A nova vaga da pandemia


Na verdade, para defesa do Estado de Direito, é preferível para o país ter um estado de emergência decretado, do que viver num aparente estado de normalidade constitucional, mas em que os direitos constitucionais dos cidadãos não são respeitados, nem é observada a repartição de competências entre os órgãos de soberania.


O que se tem vindo a passar nas últimas semanas demonstra quão exagerado foi o optimismo manifestado pelos responsáveis políticos de que a vacinação permitiria alcançar a imunidade de grupo e assim terminar com a pandemia. Na verdade, a Europa está neste momento a atravessar uma nova vaga da covid-19, a qual circula de oriente para ocidente, estando por isso agora a chegar a Portugal. O Centro Europeu de Controlo de Doenças (ECDC) já veio considerar a situação na Europa altamente preocupante, havendo o risco de se começar a assistir a racionamento do acesso aos cuidados intensivos nos hospitais europeus.

Perante este cenário, voltamos a assistir nos diversos países a medidas restritivas dos direitos fundamentais dos cidadãos.

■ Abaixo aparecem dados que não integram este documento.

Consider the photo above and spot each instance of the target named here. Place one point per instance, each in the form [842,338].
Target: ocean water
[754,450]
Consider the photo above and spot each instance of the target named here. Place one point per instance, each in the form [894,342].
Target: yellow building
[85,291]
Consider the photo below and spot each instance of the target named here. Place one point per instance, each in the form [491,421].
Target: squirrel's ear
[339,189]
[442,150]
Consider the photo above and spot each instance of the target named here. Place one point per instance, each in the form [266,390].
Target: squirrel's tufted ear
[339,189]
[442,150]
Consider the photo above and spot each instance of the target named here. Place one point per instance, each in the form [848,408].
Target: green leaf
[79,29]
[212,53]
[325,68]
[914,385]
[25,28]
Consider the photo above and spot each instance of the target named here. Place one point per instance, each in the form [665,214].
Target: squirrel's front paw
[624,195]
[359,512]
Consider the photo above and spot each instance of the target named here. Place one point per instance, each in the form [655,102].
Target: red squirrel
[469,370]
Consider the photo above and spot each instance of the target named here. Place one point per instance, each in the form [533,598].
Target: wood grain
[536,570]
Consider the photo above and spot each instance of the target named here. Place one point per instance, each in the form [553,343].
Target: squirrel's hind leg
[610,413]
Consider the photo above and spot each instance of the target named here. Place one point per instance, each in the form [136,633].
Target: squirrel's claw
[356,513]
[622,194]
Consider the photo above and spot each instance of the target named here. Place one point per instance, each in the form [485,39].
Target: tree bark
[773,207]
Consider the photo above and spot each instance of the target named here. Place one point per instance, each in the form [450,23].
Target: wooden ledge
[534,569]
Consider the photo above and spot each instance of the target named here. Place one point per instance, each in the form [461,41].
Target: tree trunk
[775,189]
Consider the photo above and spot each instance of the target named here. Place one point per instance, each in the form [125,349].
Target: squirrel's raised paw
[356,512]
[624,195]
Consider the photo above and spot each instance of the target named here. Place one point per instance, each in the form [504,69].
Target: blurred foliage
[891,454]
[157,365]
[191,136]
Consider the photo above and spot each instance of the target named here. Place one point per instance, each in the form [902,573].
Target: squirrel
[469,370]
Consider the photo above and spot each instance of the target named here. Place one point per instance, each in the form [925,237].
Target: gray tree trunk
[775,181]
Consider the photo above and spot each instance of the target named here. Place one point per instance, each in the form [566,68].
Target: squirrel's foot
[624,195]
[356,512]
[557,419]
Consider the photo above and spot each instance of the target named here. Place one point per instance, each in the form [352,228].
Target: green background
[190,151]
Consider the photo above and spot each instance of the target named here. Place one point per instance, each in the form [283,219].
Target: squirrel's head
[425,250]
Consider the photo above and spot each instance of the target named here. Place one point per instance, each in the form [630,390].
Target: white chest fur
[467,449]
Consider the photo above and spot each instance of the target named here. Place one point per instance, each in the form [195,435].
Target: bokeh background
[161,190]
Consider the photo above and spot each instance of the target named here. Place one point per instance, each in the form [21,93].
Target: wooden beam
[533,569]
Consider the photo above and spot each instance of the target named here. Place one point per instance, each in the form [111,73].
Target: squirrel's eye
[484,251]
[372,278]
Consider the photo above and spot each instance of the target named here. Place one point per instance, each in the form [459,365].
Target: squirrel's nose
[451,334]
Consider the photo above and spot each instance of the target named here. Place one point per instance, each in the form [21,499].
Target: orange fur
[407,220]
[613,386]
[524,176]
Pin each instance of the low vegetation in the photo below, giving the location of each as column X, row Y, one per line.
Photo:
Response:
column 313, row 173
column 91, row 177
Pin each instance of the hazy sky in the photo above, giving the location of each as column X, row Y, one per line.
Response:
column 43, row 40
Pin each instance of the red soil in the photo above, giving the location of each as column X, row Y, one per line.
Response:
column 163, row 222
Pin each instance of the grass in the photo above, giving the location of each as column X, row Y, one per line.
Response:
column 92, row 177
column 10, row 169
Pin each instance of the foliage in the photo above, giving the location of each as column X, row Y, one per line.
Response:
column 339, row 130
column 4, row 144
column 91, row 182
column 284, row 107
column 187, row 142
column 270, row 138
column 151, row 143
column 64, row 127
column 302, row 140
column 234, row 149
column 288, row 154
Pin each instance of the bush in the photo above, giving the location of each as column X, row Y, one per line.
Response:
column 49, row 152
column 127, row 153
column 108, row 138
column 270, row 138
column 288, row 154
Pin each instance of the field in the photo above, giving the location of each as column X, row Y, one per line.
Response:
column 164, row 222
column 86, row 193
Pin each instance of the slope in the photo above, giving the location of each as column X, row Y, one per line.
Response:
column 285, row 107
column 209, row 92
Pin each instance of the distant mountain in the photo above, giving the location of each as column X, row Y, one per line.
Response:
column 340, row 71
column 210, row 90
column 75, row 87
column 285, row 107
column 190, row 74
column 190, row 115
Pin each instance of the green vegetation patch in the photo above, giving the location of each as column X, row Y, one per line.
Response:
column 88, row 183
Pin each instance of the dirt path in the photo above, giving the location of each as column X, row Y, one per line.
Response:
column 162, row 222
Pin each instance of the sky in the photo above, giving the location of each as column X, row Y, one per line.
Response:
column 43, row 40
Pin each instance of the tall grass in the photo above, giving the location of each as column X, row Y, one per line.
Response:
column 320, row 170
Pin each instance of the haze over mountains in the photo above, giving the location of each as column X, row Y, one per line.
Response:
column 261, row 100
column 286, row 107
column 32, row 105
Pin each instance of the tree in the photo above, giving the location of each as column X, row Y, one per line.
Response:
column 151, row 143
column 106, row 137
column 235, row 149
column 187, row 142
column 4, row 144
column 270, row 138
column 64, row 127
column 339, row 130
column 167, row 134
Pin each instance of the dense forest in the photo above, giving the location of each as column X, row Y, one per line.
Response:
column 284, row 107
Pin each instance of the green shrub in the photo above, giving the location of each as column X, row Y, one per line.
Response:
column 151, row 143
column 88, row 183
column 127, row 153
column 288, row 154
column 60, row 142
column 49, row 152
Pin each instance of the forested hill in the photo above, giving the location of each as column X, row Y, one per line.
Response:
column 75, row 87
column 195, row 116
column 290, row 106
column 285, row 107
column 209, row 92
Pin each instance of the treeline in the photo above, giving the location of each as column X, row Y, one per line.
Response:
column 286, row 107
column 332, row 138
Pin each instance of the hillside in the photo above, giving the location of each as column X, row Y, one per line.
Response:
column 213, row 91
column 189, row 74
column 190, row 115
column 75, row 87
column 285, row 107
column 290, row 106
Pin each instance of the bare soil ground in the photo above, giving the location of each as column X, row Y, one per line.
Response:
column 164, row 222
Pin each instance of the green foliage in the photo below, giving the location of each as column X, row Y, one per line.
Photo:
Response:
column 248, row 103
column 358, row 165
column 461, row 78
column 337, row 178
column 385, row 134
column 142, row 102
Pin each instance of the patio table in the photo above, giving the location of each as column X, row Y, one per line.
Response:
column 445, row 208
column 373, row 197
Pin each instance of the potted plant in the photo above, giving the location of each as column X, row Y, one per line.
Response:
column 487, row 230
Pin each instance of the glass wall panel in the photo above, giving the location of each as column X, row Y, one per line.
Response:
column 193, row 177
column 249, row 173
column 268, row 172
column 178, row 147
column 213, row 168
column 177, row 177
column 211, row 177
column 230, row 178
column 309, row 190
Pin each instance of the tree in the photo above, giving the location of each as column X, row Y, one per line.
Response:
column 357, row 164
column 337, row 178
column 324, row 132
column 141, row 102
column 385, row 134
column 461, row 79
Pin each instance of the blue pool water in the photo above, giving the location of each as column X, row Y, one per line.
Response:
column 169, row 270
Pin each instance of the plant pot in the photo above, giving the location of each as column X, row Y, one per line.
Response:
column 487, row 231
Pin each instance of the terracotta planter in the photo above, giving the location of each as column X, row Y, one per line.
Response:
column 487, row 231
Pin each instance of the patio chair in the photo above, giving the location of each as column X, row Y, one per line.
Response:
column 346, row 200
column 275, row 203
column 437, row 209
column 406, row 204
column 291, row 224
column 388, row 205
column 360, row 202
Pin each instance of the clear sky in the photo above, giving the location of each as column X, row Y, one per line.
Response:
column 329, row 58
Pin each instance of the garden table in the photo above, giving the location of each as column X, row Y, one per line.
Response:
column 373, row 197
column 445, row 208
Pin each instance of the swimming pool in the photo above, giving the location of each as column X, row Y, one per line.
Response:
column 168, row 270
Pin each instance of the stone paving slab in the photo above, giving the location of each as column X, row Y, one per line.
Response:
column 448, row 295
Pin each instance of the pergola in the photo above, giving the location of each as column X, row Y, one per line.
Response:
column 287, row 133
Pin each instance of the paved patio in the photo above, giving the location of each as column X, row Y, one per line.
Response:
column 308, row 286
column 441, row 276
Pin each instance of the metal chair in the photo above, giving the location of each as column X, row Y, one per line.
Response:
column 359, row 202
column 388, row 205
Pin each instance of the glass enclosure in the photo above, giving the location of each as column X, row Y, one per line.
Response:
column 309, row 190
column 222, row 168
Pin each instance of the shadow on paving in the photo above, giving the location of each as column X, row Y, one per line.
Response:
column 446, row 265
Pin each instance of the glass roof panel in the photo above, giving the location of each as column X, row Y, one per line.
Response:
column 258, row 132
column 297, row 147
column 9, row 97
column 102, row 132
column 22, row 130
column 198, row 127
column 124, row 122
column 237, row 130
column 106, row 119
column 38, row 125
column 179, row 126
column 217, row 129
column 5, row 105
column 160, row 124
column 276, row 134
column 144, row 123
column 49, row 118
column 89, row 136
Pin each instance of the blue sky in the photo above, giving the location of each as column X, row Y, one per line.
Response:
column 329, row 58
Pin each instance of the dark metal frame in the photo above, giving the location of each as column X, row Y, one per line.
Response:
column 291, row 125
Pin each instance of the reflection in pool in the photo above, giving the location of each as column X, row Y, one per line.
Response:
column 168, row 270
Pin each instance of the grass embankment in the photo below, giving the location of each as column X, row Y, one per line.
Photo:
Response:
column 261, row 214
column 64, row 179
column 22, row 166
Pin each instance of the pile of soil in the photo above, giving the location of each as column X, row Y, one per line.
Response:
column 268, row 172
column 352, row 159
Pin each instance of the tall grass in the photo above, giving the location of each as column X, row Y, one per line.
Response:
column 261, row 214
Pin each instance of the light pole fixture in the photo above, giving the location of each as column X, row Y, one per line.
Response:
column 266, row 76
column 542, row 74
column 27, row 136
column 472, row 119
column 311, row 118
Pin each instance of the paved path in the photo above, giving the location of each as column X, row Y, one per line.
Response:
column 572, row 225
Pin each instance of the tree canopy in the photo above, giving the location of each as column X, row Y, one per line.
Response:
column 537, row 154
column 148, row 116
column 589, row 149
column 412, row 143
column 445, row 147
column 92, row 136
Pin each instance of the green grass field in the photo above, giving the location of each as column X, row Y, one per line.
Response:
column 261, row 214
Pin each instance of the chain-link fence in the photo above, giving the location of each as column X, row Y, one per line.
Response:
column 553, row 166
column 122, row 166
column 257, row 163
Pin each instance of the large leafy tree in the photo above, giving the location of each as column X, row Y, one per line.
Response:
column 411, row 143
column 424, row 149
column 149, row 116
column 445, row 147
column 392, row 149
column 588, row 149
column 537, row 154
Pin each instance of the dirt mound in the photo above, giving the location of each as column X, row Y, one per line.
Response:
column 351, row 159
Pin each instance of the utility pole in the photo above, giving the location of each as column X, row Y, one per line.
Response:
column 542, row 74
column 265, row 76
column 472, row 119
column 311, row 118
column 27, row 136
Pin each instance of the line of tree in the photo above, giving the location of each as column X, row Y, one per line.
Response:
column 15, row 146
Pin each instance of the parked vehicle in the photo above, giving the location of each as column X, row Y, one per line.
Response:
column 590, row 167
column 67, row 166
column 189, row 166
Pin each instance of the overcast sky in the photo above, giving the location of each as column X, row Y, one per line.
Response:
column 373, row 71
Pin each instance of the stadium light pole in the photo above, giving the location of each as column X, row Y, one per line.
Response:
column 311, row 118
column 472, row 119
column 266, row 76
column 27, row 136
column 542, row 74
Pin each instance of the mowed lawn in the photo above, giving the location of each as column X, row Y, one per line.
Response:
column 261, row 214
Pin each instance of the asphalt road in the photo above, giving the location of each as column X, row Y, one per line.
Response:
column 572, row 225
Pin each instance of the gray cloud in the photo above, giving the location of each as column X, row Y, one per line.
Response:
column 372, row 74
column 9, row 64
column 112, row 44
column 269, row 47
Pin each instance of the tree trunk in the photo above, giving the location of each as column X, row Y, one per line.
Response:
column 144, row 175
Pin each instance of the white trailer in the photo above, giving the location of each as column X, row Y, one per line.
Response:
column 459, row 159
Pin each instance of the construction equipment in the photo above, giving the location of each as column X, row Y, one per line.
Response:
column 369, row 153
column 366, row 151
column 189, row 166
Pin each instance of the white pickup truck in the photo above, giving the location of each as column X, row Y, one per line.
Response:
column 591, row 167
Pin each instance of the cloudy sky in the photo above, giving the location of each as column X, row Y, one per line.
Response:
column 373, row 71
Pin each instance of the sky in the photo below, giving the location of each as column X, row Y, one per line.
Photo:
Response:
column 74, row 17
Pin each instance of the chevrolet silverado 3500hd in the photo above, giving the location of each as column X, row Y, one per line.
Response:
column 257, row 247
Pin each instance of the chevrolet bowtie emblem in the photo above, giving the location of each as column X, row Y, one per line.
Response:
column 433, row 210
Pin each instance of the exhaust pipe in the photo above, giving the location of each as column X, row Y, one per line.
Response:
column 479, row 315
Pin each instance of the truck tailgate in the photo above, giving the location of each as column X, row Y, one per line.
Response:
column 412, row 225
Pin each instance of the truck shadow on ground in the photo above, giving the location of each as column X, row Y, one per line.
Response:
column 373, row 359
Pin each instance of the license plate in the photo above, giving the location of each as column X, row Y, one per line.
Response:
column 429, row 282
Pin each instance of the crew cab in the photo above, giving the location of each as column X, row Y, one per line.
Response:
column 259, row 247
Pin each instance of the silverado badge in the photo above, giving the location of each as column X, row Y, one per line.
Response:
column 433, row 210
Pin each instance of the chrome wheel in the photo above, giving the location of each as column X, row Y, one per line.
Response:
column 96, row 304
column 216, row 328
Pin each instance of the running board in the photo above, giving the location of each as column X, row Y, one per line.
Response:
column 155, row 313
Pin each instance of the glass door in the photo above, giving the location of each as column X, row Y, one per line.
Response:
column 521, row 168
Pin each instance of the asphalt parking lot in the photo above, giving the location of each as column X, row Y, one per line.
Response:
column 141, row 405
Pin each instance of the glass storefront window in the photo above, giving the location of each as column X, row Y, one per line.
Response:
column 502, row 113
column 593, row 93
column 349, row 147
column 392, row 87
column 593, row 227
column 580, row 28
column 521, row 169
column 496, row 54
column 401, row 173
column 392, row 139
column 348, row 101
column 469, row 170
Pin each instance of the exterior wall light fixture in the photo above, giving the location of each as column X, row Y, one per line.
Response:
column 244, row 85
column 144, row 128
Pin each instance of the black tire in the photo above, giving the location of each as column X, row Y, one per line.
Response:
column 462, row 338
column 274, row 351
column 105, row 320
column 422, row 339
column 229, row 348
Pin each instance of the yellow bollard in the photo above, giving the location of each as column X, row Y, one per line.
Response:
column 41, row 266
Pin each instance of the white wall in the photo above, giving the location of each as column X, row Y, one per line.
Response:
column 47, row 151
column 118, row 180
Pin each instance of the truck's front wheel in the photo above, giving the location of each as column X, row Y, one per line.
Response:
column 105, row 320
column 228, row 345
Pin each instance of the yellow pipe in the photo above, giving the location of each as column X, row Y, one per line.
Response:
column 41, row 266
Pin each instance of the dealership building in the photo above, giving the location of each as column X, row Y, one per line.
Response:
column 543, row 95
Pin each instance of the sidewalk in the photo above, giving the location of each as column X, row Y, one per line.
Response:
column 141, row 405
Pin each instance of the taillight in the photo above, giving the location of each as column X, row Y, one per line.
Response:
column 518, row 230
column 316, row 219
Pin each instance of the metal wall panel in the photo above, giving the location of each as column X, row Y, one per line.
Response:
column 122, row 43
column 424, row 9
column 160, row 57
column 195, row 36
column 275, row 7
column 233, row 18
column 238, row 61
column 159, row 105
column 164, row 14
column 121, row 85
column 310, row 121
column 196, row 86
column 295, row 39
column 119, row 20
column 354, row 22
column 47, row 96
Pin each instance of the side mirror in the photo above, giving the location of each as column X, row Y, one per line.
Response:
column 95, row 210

A Áustria decretou novo confinamento de todos os seus cidadãos e impôs a vacinação obrigatória a partir de Fevereiro. A Alemanha, que já tinha impedido o acesso dos não vacinados a qualquer estabelecimento comercial, acaba de decretar o estado de emergência e não exclui novo regresso ao confinamento.

Em Portugal a situação ainda não atingiu a gravidade dos outros países europeus, mas é manifesto que começa a justificar preocupação, até porque iremos ter a dissolução do Parlamento, sabendo-se que a esmagadora maioria das medidas que possam ser tomadas para controlar a pandemia são da sua competência, como a de decretar o teletrabalho obrigatório ou estabelecer restrições aos direitos, liberdades e garantias dos cidadãos. É manifesto que não seria possível, sob pena de total descredibilização da classe política, adiar a data das eleições legislativas, que já foi anunciada para 30 de Janeiro. A crise política tem que ser resolvida e o país precisa de um novo Parlamento que possa aprovar rapidamente um orçamento. Apesar disso, o Presidente da República admitiu esticar a data da dissolução até 5 de Dezembro, em ordem a permitir ao Parlamento aprovar novas medidas que possam ser consideradas necessárias. Receamos, no entanto, que tal leve à aprovação de medidas precipitadas, que depois dificilmente poderão ser revertidas, uma vez que o Parlamento será dissolvido.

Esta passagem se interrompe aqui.